Artifact subjected to careful analysis. It soon became clear that the skin - the whole, without seams and glue. That is, it belonged to an unknown animal, and the learned world decided that this beast had died out long ago.
But not everything was so simple. After all, the skin was quite new! She came to Paris thanks to the French missionary A. David, who at the same time was observing nature. In one of the deaf villages of Sichuan province in 1869, the missionary discovered an amazing skin. Local residents reported that it belonged to Bei-shung, that is, to the “big bear”, which lives high in the mountains, among dense bamboo thickets.
David sent the skin to Europe and decided to try to find the beast in its natural environment. In the same year, the curious Frenchman was fortunate enough to see the Bey-shung killed the day before and to acquire the whole carcass. She was also sent to France.
Thus, the last doubts about the reality of the unknown beast were scattered. At first it was called black and white or bamboo bear. However, in 1870, zoologists carefully studied the materials obtained from China and decided that the animal found was not a bear, but belongs to the raccoon family, therefore they gave it the name of the big panda. (The minor panda, which was then also referred to as the raccoon family, lives in East Asia.) Nowadays, according to genetic tests, it is proved that the big panda is still a member of the bear family.
As is often the case, the discovery interested not only researchers, but also various dark people who adore the ringing of coins. In Western China, rushing to get rich in a new animal. But only in 1916, with the help of local hunters, they managed to catch a young panda. However, she soon died in captivity. In the same year, in the province of Sichuan, they managed to acquire six skins of a rare beast.
Yet for many years, attempts to catch a new animal ended in failure. Only in 1936, the American R. Harkness acquired a young panda and brought her to San Francisco. This animal was given the nickname Su-Lin, which meant "a small piece of a huge jewel."
Then, in 1938, two more adult animals were brought to the United States. Four adult individuals and one young panda were soon transported to London. Unfortunately, six more bamboo bears did not reach the capital of England, but died on the way.
In 1957, a large panda named Pin-Pin appeared in the Moscow Zoo. Here she lived for 4 years, and the last two - next to another large panda, nicknamed An-Anh.
In 1977, all the zoos of the world contained a total of 30 large pandas. For a long time it was not clear whether they were able to reproduce in captivity, until in 1963 in the Beijing Zoo the female named Li-Li gave birth to a baby weighing 142 grams. In 1964, the same female showed another bear cub. Thus it was possible to establish that the gestation period of pandas is 134-140 days.

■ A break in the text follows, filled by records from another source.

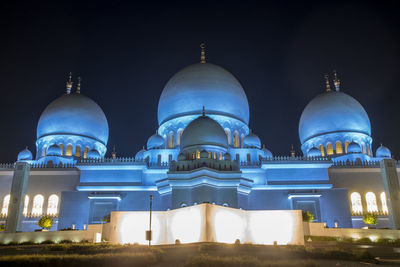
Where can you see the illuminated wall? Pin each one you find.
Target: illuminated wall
(208, 223)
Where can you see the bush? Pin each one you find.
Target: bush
(46, 222)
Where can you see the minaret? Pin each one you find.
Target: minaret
(78, 86)
(328, 86)
(336, 81)
(203, 54)
(69, 83)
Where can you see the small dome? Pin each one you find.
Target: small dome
(93, 154)
(25, 154)
(383, 152)
(74, 114)
(252, 141)
(204, 131)
(267, 153)
(199, 85)
(54, 150)
(155, 141)
(354, 147)
(332, 112)
(140, 154)
(203, 154)
(314, 152)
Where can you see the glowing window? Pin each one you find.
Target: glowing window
(68, 152)
(321, 148)
(339, 148)
(62, 149)
(385, 210)
(26, 203)
(85, 152)
(371, 202)
(52, 206)
(77, 151)
(228, 135)
(6, 203)
(346, 144)
(356, 204)
(37, 207)
(329, 149)
(171, 140)
(236, 142)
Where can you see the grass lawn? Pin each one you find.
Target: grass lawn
(190, 255)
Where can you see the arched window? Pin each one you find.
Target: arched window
(37, 207)
(6, 203)
(346, 144)
(26, 204)
(171, 139)
(339, 148)
(52, 206)
(385, 210)
(77, 151)
(321, 148)
(236, 141)
(68, 152)
(178, 137)
(371, 202)
(329, 149)
(85, 152)
(62, 149)
(228, 135)
(356, 204)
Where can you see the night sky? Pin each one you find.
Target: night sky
(126, 53)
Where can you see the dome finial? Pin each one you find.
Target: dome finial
(69, 83)
(78, 86)
(203, 54)
(336, 81)
(328, 86)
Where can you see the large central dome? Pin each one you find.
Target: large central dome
(203, 85)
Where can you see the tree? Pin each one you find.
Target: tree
(370, 218)
(307, 216)
(46, 222)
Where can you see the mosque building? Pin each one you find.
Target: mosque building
(202, 152)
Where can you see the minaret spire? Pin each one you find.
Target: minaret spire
(78, 86)
(203, 54)
(328, 86)
(336, 81)
(69, 83)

In its natural habitat, the panda moves well on steep slopes, easily climbing tall trees. In the winter, she digs up at the foot of the large trunks of the pit and shelters there from bad weather, but does not fall into hibernation. He arranges his dens on the shady side of the mountain slopes, and these dens can be useful for a bamboo bear for a long time.
Remarkable is the ability of the described animal not only to run fast, but also to roll on steep slopes "head over heels". In this case, the panda presses the front paws to the eyes, protecting them, and presses the hind paws to the stomach. So she sometimes escapes from her enemies - the Red Wolves or Leopard.
For the treatment of small objects in bamboo bears formed the so-called sixth finger. It is nothing but an elongated wrist bone. The sixth finger allows the panda to pick up objects that are very inconvenient for her, such as a match or straw, for example.
The measures recently taken to protect such a rare animal have borne fruit, which suggests a slight increase in the population in southern and northern China, as well as in northeastern Tibet.